In a Notice of Intent published in the Federal Register, the Service asked the public how migratory bird regulations might be altered as a first step in reducing the current population of 4 million birds to sustainable levels of 1.5 million in the next few years.

"Snow geese are literally devouring the nesting areas in Canada that they share with many other species of wildlife," said Paul Schmidt, chief of the Service's Migratory Bird Management Office. "What once were thriving tundra ecosystems with diverse plant and animal life are fast becoming denuded wastelands. At lower populations, the tundra can be maintained, but at these levels, an important ecosystem is damaged. We need to take action soon to reduce the populations or face the possibility of irreparable harm to the ecosystem."

Biologists believe the rapid spread of soybean and rice farming in the snow goose wintering grounds in Texas, Louisiana, and other Gulf Coast states in the 1950s and 1960s is responsible for the explosive growth of the mid-continent population. Rice and soybean fields offer snow geese a rich banquet that leaves them fat and healthy for their northern migration.

Similarly, conversion of pastures to corn, barley, oats, rye, and wheat in the northern states and provinces along the migratory route offers an additional source of high nutrition during the migration. As a result, natural mortality has fallen and the population has climbed 5 to 7 percent a year for more than three decades.

Snow geese feed by grubbing, or pulling up and devouring, the roots of plants. When the mid-continent population stood at 900,000 birds in the 1960s, the fragile arctic ecosystem could withstand the grubbing. But as the population grew, the birds began to eat more than could regrow during the short arctic growing season.

Where the cord grasses and sedges preferred by geese once flourished, the ground is now cracked, bare, and dotted with sterile, salt-encrusted craters.

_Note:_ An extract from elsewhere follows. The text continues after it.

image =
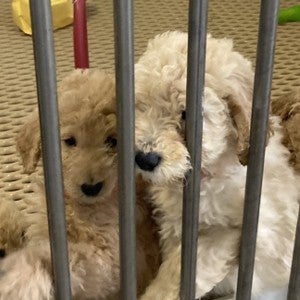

Biologists question whether the nesting areas will ever recover because, in the absence of plants, the soil has become saline.

The Service, working with the Canadian Wildlife Service, state wildlife agencies, and various U.S. and Canadian conservation organizations, is weighing a number of alternatives to reduce the mid-continent population.

In addition to the support already afforded by the Migratory Bird Convention to control the population, recently negotiated amendments to the convention further support the Service, in coordination with the Canadian government, in implementing a management control measure to reduce the population using alternative control methods.

Snow geese are smart birds that are notoriously hard to hunt because they tend to flock together in huge numbers and are easily spooked. Simply raising bag limits or increasing the hunting days in the regular season (already at the normal limit of 3 months) has not increased hunting mortality enough to offset the population increases because most hunters do not get a full bag.

"Simply doing nothing and letting nature take its course is not a good alternative," Schmidt said. "Not only do we risk severe damage to a fragile ecosystem shared by many other species but also we face the real possibility that the snow goose population itself will crash as its nesting habitat is destroyed. Already we are seeing many goslings starving to death in the nesting areas because there is simply nothing to eat. Frankly, it is irresponsible to sit by and watch an ecosystem be degraded and hundreds of thousands of birds and other wildlife suffer from disease and starvation, particularly when the cause can be traced right back to human changes in the landscape."

The public may submit written comments until June 5, 1998. They should be mailed to Chief, Office of Migratory Bird Management, U.S. Fish and Wildlife Service, Department of the Interior, MS 634, ARLSQ, 1849 C Street, NW, Washington, DC 20240.

The U.S. Fish and Wildlife Service is the principal Federal agency responsible for conserving, protecting, and enhancing fish and wildlife and their habitats for the continuing benefit of the American people. The Service manages 94 million acres of land and water consisting of 512 national wildlife refuges, 65 national fish hatcheries, 38 wetland management districts with waterfowl production areas, and 50 wildlife coordination areas.